By Ricard Eber

As news of violence against Asians in the Bay Area occupies the headlines today, March quietly marked the 75th anniversary of the final closure of the Japanese internment camps and release of prisoners.

1942 Japanese-Americans transplanting celery at the Tule Lake Relocation Center during the Second World War.. Photo wikicommons.

In 1942 approximately 120,000 Japanese, over two-thirds of whom were U.S. citizens, were forced to leave their homes and move into one of 10 camps that were established along the West Coast by the War Relocation Authority (WRA). The most controversial camp that housed the largest number of internees was Tule Lake. The last camp to release its prisoners, it did not close until March 20, 1946, seven months after the end of World War II.
At the end of World War II, Japanese Americans faced rebuilding their lives. The Issei (first generation) had lost almost everything and forced to completely restart. In the 1960’s, Sansei (third generation) joined other people of color in the Civil Rights movement and the quest to learn of their suppressed histories through ethnic studies. Many Sansei learned their families had spent WWII in American concentration camps.
As awareness of the wrongfulness of the incarceration grew, Japanese American community activism succeeded in getting the Civil Liberties Act of 1988 (CLA) passed, and survivors received an official apology, token $20,000 payments, and a promise to fund education about the incarceration to deter future violations.

A kindergarten class at the Tule Lake Segregation Center. photo wikicommons

So, shouldn’t Jean Yokotobi be angry? Her mother and father found themselves incarcerated for national security reasons, rounded up by Federal Agents following Pearl Harbor in 1942 by order of President Franklin Roosevelt. They spent almost four years at Tule Lake. Yokotobi was born in Camp Tule Lake in 1945. She now lives in a small delta community of Isleton. A town whose Asian-American history is so rich, it has been designated a National Historical site.

Isleton is a city in Sacramento County with a population of about 840. Surprisingly, Yokotobi harbors no ill will. Growing up in the Central Valley town of Gridley, Yokotobi’s parents never discussed their imprisonment with her, nor did they blame Roosevelt for his actions.
“Mom and dad were loyal patriotic Americans who spoke proudly about the highly decorated Japanese military battalions that fought bravely in Europe that helped liberate the extermination camp at Dachau from the Nazis. They never complained about the Alien Land Law of 1913 or other forms of discrimination Asians faced,” she says.
Instead, she recalls learning toleration attending Buddhist Sunday School as a child. “My parents taught us honor and respect for others.”
Yokotobi was not even aware of her parents’ internment at Camp Tule Lake until she attended college at San Francisco State in the mid 1960’s.
While at SFS, she visited a boyfriend in the tiny Sacramento River Delta town of Isleton and fell in love with it. She eventually settled there, opened a deli and restarted the Isleton Chamber of Commerce, becoming its president. She is also a past president of the Isleton Historical Society and is working on building a museum celebrating the Japanese and Chinese heritage that has resulted in Isleton being designated to be a National Historic Landmark.

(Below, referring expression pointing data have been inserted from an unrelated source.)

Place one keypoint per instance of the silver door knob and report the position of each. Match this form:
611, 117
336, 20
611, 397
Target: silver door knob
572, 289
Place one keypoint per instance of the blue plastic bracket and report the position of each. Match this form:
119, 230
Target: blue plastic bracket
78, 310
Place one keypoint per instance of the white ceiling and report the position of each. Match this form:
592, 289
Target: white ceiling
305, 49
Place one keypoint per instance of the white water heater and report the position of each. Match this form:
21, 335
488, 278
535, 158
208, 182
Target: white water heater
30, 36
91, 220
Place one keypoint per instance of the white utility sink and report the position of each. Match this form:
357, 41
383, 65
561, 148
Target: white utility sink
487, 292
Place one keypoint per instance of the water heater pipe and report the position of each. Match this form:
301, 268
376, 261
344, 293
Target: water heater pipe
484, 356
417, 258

As head of the Chamber and a leading citizen of Isleton, Yokotobi’s has dedicated her heart and soul and devoted her retirement to promoting her adopted community of Isleton and preserving its Chinese- and Japanese-American heritage. Even Sen. Bill Dodd named her Sacramento County Woman of the Year.
Sitting in the historic Isleton building she owns, replete with pictures and artifacts from the town’s colorful past, Yokotobi is eager to pass on this rich Asian heritage to others.

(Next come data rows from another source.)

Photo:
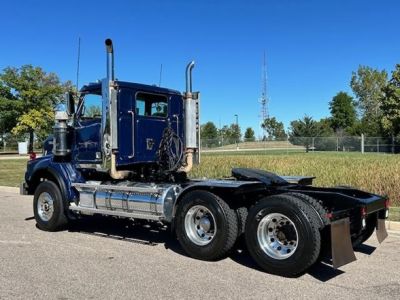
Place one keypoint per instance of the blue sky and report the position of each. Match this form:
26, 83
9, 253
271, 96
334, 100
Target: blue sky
311, 46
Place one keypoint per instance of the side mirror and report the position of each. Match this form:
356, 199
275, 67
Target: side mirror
70, 102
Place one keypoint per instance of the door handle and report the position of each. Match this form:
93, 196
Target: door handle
133, 133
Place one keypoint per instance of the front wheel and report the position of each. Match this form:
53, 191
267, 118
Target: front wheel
48, 207
282, 235
206, 226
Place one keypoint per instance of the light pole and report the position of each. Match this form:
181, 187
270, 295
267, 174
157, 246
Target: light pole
237, 131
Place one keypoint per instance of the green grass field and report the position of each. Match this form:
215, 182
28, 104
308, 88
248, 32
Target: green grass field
12, 171
377, 173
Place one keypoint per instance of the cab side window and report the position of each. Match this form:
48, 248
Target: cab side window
151, 105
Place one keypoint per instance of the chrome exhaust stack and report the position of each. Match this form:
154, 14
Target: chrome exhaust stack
192, 122
109, 118
110, 59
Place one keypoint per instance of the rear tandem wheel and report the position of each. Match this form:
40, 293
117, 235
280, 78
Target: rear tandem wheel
282, 234
206, 226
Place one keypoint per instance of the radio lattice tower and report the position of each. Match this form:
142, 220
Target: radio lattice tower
264, 98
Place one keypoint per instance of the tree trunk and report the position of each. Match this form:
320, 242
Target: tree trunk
30, 148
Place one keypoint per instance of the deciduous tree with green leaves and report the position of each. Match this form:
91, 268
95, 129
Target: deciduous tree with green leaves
274, 129
368, 84
32, 93
249, 135
391, 104
343, 112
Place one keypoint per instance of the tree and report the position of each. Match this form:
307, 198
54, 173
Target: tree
249, 135
42, 120
343, 112
10, 108
274, 128
391, 104
368, 84
230, 134
302, 131
36, 92
209, 133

Next door to her is the restored structure which was once the headquarters to the Tong. Chinese immigrants, having few civil rights, congregated in this gathering place to settle disputes, socialize, and preserve their Eastern heritage. This summer a new museum is expected to open.
Just down the street is Iva Walton’s Mei Wah Beer Room. It too is a relic of Isleton’s past that includes a replica of an Opium Den. This is a great place to drink a local draft beer after scoring homemade sandwiches from the nearby McBoodery Café.
My passion for Isleton will always remain,” Yokotobi said. “It has given me a sense of worth, a sense of peace, and a sense of hope for the future. I sincerely hope when the Asian-American Heritage Park is completed, people can reflect and feel good about what they are taking away from their experience in Isleton.”